Multivariate analysis revealed groups of species with similar mode of reworking based on reworking variables associated with quantity and time (bulk), as well as vertical distance (depth) of particle transport. Most pronounced effects on bulk transport were found in the N. pernula, A. nitida and L. jeffreysii treatments, while only a limited quantitative capacity to relocate particles was observed in the T. sarsii and N. incisa treatments. Although stochastic patterns were observed for some species, a prominent capacity for vertical transport of surface deposited particles was demonstrated for the annelids and T. sarsii.

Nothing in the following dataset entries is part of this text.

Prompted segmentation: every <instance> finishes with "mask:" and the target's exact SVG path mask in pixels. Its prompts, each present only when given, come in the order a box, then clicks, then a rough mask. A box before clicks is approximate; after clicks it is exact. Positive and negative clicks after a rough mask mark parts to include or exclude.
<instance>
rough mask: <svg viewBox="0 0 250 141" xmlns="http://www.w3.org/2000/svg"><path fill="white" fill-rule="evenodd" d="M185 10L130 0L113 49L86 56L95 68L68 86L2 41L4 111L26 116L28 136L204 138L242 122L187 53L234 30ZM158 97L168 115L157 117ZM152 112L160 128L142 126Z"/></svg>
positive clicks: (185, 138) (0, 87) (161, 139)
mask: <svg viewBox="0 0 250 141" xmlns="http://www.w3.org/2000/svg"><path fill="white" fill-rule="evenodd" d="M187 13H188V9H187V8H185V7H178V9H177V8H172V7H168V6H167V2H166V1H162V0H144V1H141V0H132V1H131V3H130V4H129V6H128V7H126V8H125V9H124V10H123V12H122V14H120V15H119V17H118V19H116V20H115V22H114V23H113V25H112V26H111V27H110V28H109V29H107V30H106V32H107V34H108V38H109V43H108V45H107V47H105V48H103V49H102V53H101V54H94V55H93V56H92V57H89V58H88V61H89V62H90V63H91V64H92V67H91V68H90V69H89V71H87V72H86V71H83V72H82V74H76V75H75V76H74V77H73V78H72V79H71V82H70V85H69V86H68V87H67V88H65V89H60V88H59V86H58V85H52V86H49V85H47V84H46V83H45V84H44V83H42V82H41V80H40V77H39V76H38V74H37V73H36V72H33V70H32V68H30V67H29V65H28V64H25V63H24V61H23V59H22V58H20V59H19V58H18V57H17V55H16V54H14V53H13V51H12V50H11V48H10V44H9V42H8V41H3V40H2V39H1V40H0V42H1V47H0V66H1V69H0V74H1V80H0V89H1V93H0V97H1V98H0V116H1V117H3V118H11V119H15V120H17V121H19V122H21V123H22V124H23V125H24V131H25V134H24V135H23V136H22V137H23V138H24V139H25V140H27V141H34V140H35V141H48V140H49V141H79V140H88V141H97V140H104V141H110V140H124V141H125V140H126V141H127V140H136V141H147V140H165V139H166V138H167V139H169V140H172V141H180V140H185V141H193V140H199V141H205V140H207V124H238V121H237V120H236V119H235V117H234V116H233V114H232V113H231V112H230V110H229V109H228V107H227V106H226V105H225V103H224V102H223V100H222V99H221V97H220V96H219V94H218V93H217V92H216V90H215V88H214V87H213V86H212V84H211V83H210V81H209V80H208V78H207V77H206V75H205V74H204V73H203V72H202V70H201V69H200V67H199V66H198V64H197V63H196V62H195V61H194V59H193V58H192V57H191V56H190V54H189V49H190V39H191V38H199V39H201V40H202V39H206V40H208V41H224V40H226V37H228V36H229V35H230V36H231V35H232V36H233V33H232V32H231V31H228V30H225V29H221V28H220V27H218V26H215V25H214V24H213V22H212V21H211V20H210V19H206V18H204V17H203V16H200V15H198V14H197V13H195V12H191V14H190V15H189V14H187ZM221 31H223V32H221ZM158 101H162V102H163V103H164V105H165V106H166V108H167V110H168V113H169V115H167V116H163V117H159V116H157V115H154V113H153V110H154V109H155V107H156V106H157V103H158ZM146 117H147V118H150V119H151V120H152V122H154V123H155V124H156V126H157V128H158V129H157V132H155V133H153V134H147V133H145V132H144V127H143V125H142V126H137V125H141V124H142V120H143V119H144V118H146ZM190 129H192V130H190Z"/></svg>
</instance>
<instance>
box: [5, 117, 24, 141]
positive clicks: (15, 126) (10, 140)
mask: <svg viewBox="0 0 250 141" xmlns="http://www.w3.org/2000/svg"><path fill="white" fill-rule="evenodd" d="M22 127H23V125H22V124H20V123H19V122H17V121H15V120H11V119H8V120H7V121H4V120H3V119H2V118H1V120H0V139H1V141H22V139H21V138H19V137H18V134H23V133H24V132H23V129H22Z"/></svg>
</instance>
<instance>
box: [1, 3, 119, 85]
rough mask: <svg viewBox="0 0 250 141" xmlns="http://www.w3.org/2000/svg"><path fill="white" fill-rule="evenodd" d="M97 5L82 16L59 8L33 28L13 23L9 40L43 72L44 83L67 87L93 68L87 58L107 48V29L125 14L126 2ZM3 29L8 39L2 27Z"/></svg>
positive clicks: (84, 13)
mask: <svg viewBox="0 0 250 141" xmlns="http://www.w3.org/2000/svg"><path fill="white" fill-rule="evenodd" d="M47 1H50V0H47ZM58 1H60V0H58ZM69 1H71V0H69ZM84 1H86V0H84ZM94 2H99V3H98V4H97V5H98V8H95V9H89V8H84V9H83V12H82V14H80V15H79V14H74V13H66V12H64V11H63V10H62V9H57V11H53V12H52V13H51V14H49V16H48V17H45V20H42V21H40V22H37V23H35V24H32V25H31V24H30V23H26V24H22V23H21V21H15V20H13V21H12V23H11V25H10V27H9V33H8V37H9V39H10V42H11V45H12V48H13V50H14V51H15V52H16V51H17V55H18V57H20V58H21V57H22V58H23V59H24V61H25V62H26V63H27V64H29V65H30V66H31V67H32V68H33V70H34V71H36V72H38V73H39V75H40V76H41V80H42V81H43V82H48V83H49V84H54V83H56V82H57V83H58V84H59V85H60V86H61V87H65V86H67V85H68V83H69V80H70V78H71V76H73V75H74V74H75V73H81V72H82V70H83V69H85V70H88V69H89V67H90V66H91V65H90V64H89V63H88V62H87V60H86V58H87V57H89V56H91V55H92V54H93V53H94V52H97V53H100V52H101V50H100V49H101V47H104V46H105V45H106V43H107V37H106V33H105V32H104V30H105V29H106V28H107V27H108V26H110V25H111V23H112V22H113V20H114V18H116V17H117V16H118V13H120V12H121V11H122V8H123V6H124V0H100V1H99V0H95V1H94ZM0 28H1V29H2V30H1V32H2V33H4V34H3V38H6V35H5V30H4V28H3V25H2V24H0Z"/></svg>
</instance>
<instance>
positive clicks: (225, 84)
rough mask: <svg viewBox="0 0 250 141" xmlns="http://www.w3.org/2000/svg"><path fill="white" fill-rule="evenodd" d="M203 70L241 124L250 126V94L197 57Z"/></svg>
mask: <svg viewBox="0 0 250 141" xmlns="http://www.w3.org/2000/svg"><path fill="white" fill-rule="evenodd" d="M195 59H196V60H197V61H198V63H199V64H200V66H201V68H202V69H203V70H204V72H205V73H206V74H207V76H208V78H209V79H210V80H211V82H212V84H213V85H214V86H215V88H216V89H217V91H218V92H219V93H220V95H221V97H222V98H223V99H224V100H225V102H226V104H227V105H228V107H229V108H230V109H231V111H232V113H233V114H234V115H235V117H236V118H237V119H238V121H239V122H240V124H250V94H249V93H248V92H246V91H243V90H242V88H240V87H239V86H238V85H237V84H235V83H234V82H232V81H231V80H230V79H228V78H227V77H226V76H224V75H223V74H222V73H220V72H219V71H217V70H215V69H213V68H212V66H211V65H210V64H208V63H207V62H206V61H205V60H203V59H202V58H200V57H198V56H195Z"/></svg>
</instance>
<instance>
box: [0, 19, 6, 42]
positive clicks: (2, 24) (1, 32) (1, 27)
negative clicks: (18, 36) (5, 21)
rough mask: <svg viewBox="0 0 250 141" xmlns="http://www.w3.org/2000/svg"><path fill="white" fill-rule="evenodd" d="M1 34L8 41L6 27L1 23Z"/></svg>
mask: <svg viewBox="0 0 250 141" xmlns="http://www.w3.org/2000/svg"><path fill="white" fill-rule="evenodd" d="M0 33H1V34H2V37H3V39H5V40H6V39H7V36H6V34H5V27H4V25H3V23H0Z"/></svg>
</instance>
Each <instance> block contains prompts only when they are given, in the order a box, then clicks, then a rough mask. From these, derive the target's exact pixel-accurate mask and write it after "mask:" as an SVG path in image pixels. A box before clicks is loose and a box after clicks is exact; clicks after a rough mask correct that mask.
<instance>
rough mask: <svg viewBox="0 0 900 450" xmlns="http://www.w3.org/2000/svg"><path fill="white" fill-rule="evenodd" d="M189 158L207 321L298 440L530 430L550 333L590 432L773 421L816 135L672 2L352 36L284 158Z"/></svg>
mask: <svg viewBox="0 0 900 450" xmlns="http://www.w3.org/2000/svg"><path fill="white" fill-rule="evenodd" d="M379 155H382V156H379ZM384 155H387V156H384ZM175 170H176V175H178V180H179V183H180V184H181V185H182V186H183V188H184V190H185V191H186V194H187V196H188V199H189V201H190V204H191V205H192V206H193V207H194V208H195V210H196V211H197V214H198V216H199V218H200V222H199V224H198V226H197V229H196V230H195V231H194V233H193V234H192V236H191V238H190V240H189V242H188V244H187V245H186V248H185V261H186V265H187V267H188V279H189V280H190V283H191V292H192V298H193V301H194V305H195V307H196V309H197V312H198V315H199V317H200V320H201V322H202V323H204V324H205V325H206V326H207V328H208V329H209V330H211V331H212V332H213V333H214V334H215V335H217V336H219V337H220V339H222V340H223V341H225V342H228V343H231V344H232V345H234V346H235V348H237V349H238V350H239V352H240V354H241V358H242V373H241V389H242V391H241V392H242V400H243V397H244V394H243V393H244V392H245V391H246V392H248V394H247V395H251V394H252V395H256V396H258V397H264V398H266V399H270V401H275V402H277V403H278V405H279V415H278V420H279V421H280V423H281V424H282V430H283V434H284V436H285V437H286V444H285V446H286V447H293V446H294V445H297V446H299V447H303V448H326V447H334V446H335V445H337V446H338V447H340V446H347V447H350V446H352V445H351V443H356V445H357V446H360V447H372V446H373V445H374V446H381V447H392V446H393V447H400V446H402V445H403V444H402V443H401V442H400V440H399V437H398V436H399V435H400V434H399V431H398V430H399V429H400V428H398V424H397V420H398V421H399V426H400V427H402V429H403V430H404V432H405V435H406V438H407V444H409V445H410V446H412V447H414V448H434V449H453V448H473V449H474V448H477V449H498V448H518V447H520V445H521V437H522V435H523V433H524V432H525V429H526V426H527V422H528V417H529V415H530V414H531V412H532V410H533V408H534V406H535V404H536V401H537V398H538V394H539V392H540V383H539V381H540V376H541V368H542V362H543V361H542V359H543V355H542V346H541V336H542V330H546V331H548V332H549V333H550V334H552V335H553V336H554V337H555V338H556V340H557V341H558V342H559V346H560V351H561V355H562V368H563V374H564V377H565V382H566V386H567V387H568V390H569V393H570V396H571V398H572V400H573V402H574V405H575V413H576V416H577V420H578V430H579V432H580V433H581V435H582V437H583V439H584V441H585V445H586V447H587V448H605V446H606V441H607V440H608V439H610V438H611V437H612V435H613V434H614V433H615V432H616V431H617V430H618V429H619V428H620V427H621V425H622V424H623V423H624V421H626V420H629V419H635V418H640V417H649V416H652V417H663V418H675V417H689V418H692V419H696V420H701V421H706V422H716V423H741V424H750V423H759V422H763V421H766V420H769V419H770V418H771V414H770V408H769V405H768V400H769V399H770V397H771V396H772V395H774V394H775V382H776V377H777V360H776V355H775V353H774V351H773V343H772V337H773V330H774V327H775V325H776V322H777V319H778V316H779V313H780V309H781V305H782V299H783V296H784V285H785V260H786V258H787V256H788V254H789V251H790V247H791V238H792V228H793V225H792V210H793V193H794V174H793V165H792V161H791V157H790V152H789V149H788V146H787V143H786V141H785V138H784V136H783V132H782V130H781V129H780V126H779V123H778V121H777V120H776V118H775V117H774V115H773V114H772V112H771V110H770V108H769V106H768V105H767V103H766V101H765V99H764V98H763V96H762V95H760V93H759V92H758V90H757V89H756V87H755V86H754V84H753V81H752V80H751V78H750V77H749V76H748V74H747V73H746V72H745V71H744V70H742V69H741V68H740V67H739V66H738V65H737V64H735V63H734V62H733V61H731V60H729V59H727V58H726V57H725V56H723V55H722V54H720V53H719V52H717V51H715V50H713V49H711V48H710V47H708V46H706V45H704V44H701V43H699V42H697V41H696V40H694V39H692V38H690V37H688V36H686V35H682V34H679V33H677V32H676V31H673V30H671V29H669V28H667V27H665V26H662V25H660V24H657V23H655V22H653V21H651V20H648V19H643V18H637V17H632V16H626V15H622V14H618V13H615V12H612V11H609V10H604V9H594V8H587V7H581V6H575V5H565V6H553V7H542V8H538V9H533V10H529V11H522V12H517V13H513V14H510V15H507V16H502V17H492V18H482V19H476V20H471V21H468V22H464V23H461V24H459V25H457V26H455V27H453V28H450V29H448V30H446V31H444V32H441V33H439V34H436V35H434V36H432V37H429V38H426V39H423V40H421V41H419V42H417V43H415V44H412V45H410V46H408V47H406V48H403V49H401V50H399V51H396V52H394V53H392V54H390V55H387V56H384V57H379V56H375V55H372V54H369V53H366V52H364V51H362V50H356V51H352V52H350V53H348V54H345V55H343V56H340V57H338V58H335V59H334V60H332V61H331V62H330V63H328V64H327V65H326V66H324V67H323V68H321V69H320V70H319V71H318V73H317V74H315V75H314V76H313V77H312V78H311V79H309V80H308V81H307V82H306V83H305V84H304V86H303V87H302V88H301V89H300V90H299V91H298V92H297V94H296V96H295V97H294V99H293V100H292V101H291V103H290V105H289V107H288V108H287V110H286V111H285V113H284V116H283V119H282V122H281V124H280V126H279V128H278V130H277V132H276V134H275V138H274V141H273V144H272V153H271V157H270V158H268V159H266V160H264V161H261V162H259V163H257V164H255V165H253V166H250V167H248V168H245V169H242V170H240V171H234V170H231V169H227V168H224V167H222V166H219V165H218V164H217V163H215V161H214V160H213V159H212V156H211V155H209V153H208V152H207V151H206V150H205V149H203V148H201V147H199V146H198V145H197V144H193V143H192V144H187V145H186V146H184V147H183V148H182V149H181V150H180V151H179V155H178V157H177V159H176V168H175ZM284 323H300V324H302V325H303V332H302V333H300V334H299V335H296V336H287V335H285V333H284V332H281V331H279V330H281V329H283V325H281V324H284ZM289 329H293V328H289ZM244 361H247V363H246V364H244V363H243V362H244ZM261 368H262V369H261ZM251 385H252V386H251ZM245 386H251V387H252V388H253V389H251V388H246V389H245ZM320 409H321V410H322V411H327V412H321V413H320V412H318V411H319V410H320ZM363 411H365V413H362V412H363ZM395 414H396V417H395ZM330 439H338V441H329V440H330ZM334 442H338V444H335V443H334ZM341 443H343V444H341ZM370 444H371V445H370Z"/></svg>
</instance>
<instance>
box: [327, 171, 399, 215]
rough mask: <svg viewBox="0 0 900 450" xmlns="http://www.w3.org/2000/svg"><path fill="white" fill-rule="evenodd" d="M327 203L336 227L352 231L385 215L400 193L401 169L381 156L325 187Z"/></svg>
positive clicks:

From these results, three main groups of fauna with common reworking behavior were identified. B. lyrifera, A. nitida and N. pernula were species with only a limited effect on the vertical transport of particles. In contrast, while N. incisa and T. sarsii were able to relocate particles vertically, they shared a restricted capacity for bulk sediment transport. Despite high intraspecific variation, G. alba, L. jeffreysii and S. inflatum had the capacity for bulk and vertical transport of particles.

Despite the challenge to generalize species functionality and reworking capacity of benthic macrofauna, our results demonstrated that time-resolved high-resolution imaging of particle displacement, in combination with multivariate analysis, provides a general experimental tool for functional classification of benthic macrofauna.